Irak’ta o yere göğe sığdırılamayan seçimlerde binlerce çarşaflı kadın sıraya
girdi ve muhtemelen başına bela olacak isimlerin yer aldığı listeye oy verdi.
İran’daki seçimde kadınların çoğu, Batı yanlısı reformcuları eleştiren köktenci
adaya destek sundu. Lübnan’da Hizbullah, Filistin’de Hamas, işçi sınıfına
mensup sıradan kadınların büyük bir kısmının desteğini alıyor.
Bu
gerçeği Batı medyası ve liberal yorumcular, pek kabul etmek istemiyorlar.

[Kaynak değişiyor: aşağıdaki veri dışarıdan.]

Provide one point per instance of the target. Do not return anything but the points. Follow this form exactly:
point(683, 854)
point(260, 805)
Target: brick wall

Bu
beylere ve hanımefendilere göre elleri nasırlı işçi ve köylü kadınlar, bu
ülkelerin büyük çoğunluğu, kadın değil, sadece istatistik alanına ait basit
birer rakamdan ibaretler. Bu ülkelerde kadın denilince akla sadece, güneş
gözlükleri, rujlarıyla sosyetik kadın dergilerinin kapaklarından fırlamış o
küçük, kentli, köksüz seçkinler grubu geliyor.
İlginç
olan şu ki Batı solunun ağzından, yoksul dünyadaki kadın haklarıyla ilgili
meselenin son yirmi yıldır neoliberalizmin sebep olduğu felâketin sonucu
olduğuna dair tek bir laf bile işitilmiyor. Bu solcular, üçüncü dünyanın IMF ve
Dünya Bankası eliyle sömürgeleştirilmesi sebebiyle oluşan sefaletten bolca
bahsediyorlar, ama bu sömürgeleştirme çabalarını ve sefaleti, dünyanın bu
kısmında artan İslamî bilinçle nedense ilişkilendirme gereği duymuyorlar.
Son
yirmi yıldır yoksul dünyaya karşı Batı eliyle uygulanan ekonomik soykırım,
fuhuş sektörünün tüm insanlık tarihinde eşine rastlanmayan ölçüde gelişmesine
neden oldu. Afrika’dan Asya’ya, Latin Amerika’dan “yakın zamanda
özgürleştirilmiş olan” Doğu Avrupa’ya kadar birçok yerde yaşanan yıkımla
yüzleşen ve Batı’nın kadın haklarına dair yalanlarına boğulan birçok yoksul
kadın, bugün ancak bedenlerini erkeklere satarak hayatta kalabiliyorlar. Bu
erkeklerin büyük bir kısmı da zengin ve Batılı erkekler. Fuhuş, hangi biçim
altında olursa olsun, kadının onurunu ayaklar altına alıyor.
Üçüncü
dünyada ve Doğu Avrupa’nın belirli kısımlarında bugün eve ekmeği kadınlar
getiriyor, ailelerini onlar besliyor, başlarını sokacak evi onlar buluyor, üst
başı onlar satın alıyor, bunu da hayatta kalmak adına, kendi bedenlerini
satarak yapıyor.
Emperyalizm
ve yerli işbirlikçileri, gezegenin üçte ikisini, dünya kadınlarının büyük
çoğunluğunun yaşadığı yurdu, devasa bir geneleve çevirdi, üstelik bu genelevin
giriş kapısında ışıl ışıl yanan ve hiç sönmeyen o neonlu tabelada “Kadın
Hakları” yazılı.
Açlığın
salgın hâlini aldığı, işsizlik rakamlarının arttığı, yığınların evsiz kaldığı,
sınırsız bir sefalete mahkûm olduğu bir ülkede kadınlar, şöyle bir rahatlayıp
haklardan bahsetme şansına sahip olamıyorlar, kendilerini savunma
gerekliliğinden daha az söz etme imkânı bulamıyorlar.
Kadın
haklarını dilinden düşürmeyen Dünya Bankası yüzünden, önceden eline geçen tüm
sosyal yardımları yitirmiş, evi tek başına geçindiren kadınlar, yaptıkları iş
için patronun kapıya on bin işsizi dizmesine karşı koyamıyorlar. IMF
talimatlarıyla kuşa dönen barınma yardımı veya sosyal konut imkânının
bulunmayışı sebebiyle kirayı ödeyemeyince ev sahibinin kirayı başka türlü
ödemesi talebine itiraz edemiyorlar.
Batılı
uzmanların tavsiyeleri üzerine ticarileştirilmiş olan hastanede evladı faturayı
ödeyemediği için ölümle pençeleştiğinde, doktorun “boş ver sen faturayı”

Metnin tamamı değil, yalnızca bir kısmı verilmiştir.